Londres, le 21 janvier 2004




Résumé


Nanon Williams attend d’être exécuté aux États-Unis pour un crime commis alors qu’il était âgé de dix-sept ans. Son châtiment viole un principe fondamental du droit international reconnu dans le monde entier. Aujourd’hui, exécuter des personnes âgées de moins de dix-huit ans au moment des faits est une pratique perpétrée presque exclusivement aux Etats-Unis, et largement condamnée. Quatre des neuf juges de la Cour suprême fédérale l’ont qualifiée de «honteuse»et de «vestige du passé»; lors d’un récent sommet, plus de 20 lauréats du prix Nobel de la paix l’ont désignée comme «inadmissible» ; et le Comité des droits de l’homme des Nations unies «déplore»son existence. La Chine a adopté une loi interdisant ces exécutions. Le Yémen et le Pakistan lui ont emboîté le pas. L’Iran examine une législation en la matière. L’Union soviétique ne se livrait pas à cette pratique. Quant au Royaume-Uni, il a cessé d’y recourir en 1933. Cent quatre-vingt-douze États sont parties à la Convention relative aux droits de l'enfant qui prohibe l’imposition de la peine de mort à des mineurs délinquants, à savoir toute personne âgée de moins de dix-huit ans au moment des faits qui lui sont reprochés. Les États-Unis sont les seuls avec la Somalie à n’avoir pas ratifié ce traité. En revanche, ils ont ratifié le Pacte international relatif aux droits civils et politiques (PIDCP), qui prévoit la même interdiction, mais ont émis une réserve visant à les soustraire à cette disposition.
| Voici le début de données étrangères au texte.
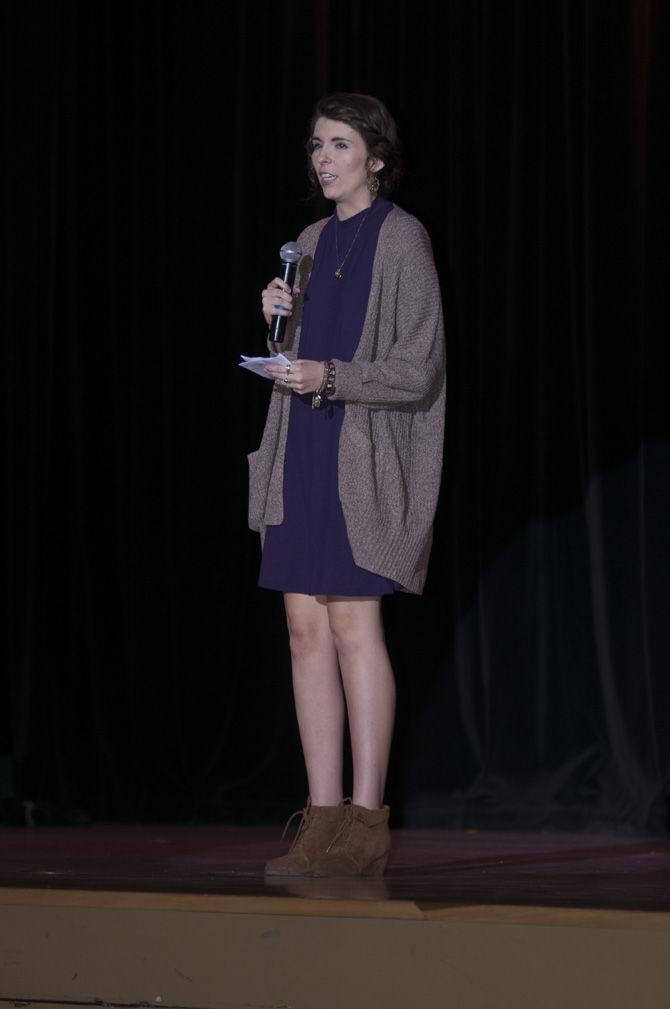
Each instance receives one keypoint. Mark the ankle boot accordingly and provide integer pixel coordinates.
(317, 828)
(360, 847)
Cette réserve américaine a été largement condamnée comme non valide, y compris par l’organe chargé de suivre la mise en œuvre du PIDCP. En octobre 2002, la Commission interaméricaine des droits de l’homme concluait que l’interdiction d’appliquer la peine capitale à des mineurs délinquants constituait désormais une norme impérative du droit international (ou norme dejus cogens), à laquelle nul ne pouvait déroger : «L’adhésion à cette norme dépasse les frontières politiques et idéologiques, a écrit la Commission interaméricaine. [C]ette interdiction s’impose à tous les États, y compris aux États-Unis.»[traduction non officielle]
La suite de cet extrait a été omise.